Budget 2012-13: A more restrained set of forecasts

SMH
It's growth, but not as we thought we'd know it

This time last year Treasury forecast 500,000 new jobs in two years. Nine months in to the first of those financial years the economy has delivered just 29,000 and Treasury is more circumspect.

Acknowledging that employment is likely to grow by a mere 0.5 per cent this financial year, well below the rate of population growth, it is growing for 1.25 per cent next financial year, increasing in the following year to 1.5 per cent.

Because each of these figures is below the rate of population growth Treasury expects Australia’s unemployment rate to climb to 5.5 per cent.

The economy is set to grow by 3.25 per cent in 2012-13, much faster than it has been growing lately, but a far short of the 3.75 per cent pencilled in last year.

It expects the world economy to pick up, growing at 3.25 per cent in 2012. One year ago it was forecasting 4.25 per cent followed by 4.5 per cent.

A year ago Treasury expected household spending to climb 3.5 per cent. This year it expects more “moderate” growth of 3 per cent, broadly in line with income growth as we continue to save rather than boost spending in the face of economic uncertainty.

Investment in housing was to be “subdued” this time last year, growing at just 1.5 per cent. This year Treasury also says it will also be subdued, growing not all in 2012-13 before climbing 2.5 per cent in 2013-14.

Business investment was to soar 16 per cent this time last year followed by 14.5 per cent is this year expected to climb 12.5 per cent followed by 8 per cent...

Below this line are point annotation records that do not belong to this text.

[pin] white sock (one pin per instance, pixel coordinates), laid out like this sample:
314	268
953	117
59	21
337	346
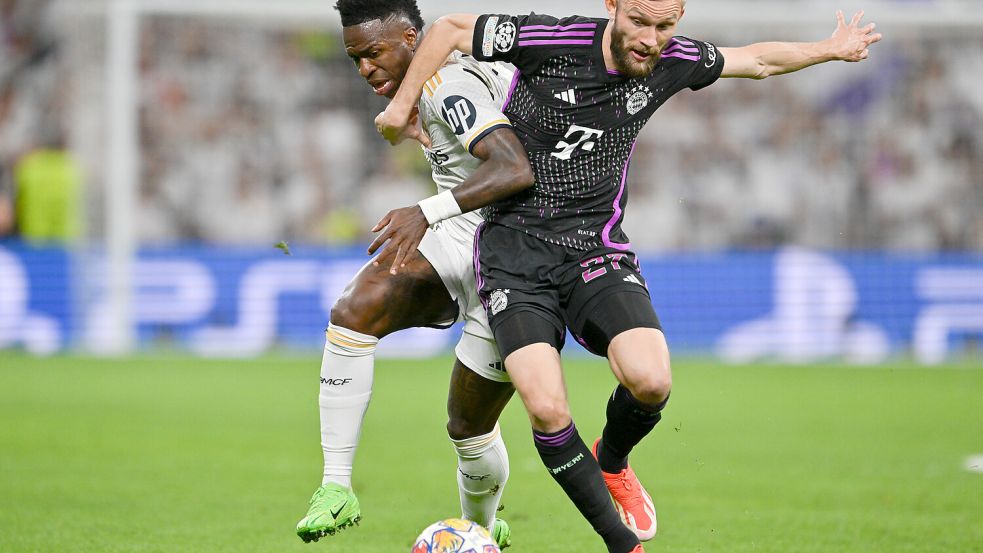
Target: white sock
482	471
346	387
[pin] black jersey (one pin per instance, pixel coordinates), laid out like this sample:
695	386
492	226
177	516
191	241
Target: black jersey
578	121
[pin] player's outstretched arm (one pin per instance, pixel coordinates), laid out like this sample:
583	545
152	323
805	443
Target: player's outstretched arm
504	171
449	33
850	42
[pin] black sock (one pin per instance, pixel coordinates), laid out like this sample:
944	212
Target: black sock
571	464
629	420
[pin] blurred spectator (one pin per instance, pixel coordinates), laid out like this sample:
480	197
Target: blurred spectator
266	121
6	203
48	187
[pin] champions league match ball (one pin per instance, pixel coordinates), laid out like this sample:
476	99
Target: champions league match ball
455	535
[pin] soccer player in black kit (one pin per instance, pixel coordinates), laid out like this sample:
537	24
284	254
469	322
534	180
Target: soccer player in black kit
554	257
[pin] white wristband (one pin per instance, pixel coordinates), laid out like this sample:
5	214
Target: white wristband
439	207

The terms of trade – a measure of the buying power of what Australia gets for its exports – were last year expected to “decline gradually” after reaching their highest point in 140 years. This year they are expected to slip 5.75 per cent in 2012-13 followed by 3.25 per cent in 2013-14 as increases in the global supply of coal and iron ore put downward pressure on prices. Treasury notes that Australia itself is leading the increase in global supply.

Exports, a year ago expected to climb 6.5 per cent, should in the year ahead climb 4.5 per cent weighed down by the high Australian dollar.

The dollar itself isn’t forecast by Treasury. Instead it uses the “technical assumption” it will remain at around its current level – 103 US cents. A year ago the assumption was that it would remain at its then current level of 107 US cents.

Treasury expects inflation to be worryingly high in the year to June 2013. It says the headline rate will hit 3.25 per cent. But 0.75 points will be the one-off impact of the introduction of the carbon tax, a temporary phenomena the Reserve has said it will not attempt to fight by pushing up interest rates.

Abstracting from the impact of the carbon tax Treasury says the headline inflation rate will be a restrained 2.5 per cent, and the so-called underlying rate an even more modest 2.25 per cent, a rate low enough to give the Reserve Bank room to cut interest rates further should the economy be weak enough to need it.